Darfur’s Armed Movements End "Neutrality,” Decide to Fight Alongside Sudan’s Army
(AWP) - The armed struggle movements signatories of the Juba-Darfur peace agreement announced an “end to neutrality” and the joining of military operations on all fronts, vehemently condemning “violations of the Rapid Support Forces, practices against the homeland and citizens and crimes against humanity, including the right to live.”
The movements emphasized their insistence on the unity of Sudan, noting they would not allow “a current agenda to disintegrate Sudan.”
According to a statement by the armed struggle movements, read out during a press conference in Port Sudan city, the movements asserted that they would not allow “the dismantling of Sudan nor allow having Darfur as a means to this end.”
They warned the groups that seek to “disrupt Sudan through the help of foreign parties with the aim of establishing independent statelets on the debris of the State of Sudan.”
“In the light of the risks posed to Sudan’s unity and the repeated attacks by the militias on cities and villages and their assaults on citizens and killing them and dragging their bodies and also of the current threats to humanitarian and trade convoys by cutting off routes of provisions for the cities and regions, we wash our hands of any neutrality and announce our joining of military operations on all fronts without the least hesitation,” said Mostafa Harun, a spokesman for the armed struggle movements.
For his part, Minni Arko Minnawi, Governor of Darfur, revealed that more than 50 of the fighters of armed movements have been killed in Darfur while on their duty of protection of humanitarian convoys, markets and banks and the resistance to sexual violations and road blocking.

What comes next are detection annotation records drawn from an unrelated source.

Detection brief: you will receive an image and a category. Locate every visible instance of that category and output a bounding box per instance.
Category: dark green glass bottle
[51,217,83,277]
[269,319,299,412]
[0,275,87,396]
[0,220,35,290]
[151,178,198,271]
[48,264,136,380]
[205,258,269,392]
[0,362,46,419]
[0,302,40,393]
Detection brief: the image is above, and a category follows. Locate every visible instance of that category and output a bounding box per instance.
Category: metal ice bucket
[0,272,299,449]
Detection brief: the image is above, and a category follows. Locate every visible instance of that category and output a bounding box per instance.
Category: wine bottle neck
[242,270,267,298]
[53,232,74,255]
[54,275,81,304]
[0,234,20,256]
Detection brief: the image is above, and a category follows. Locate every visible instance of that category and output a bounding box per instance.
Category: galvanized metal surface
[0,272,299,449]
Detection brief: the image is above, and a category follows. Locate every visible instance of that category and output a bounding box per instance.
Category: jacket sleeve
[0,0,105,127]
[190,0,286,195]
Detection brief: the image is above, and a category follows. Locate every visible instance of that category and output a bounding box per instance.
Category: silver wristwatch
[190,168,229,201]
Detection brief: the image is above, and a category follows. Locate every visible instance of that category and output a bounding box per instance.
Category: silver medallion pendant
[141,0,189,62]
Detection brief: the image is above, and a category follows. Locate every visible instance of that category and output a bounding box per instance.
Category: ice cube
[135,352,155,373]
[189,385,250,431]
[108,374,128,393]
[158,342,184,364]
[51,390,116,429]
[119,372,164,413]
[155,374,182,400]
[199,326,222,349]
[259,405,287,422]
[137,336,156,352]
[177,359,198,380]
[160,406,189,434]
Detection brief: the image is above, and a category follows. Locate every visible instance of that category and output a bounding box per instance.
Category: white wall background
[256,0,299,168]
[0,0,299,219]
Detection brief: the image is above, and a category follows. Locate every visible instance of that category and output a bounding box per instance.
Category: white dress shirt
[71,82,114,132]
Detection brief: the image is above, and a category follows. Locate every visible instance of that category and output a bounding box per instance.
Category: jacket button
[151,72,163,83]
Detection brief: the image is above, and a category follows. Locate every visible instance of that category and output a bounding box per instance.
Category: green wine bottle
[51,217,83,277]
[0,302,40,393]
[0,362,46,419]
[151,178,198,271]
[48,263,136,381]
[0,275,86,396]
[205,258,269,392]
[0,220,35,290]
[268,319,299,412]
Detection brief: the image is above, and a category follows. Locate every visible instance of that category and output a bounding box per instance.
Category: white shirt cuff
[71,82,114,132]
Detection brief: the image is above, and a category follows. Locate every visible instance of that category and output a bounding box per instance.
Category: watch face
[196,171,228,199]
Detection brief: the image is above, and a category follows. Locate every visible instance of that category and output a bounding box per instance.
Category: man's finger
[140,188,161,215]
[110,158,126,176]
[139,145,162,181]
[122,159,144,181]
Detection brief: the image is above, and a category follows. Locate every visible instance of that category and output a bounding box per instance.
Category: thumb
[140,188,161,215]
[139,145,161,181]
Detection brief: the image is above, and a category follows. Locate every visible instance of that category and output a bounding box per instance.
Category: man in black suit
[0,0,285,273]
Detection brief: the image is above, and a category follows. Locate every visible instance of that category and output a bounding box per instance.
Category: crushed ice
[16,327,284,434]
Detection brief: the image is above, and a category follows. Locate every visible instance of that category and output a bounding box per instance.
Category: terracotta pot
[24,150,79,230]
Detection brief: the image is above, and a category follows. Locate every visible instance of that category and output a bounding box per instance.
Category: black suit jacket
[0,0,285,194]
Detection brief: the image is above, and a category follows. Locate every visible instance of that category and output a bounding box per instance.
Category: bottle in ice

“The joint force we are commanding is composed of all Darfur groups that signed a peace agreement. It already has more than 50 martyrs. This is for you to understand very well lest you should think that we have just woken up from our slumber. We are working in silence. We do not need speech words. More than 50 people were dead in order to protect the humanitarian convoys, road and markets and to resist the bank plundering and raping. Accordingly, we can never be neutral while we are watching crimes being committed,” stressed Minnawi.
The movements urged the international community and regional actors to take a “clear stance” to bring this war to an end and preserve Sudan’s unity and territorial integrity.
They urged the African Union (AU) to stop the “violations and genocides” being perpetrated now in Darfur.
They also emphasized that the solution to this conflict would be to reach an immediate ceasefire, taking into account Sudan’s sovereignty and unity and to broker a deal over a Sudanese national project through a purely-Sudanese will.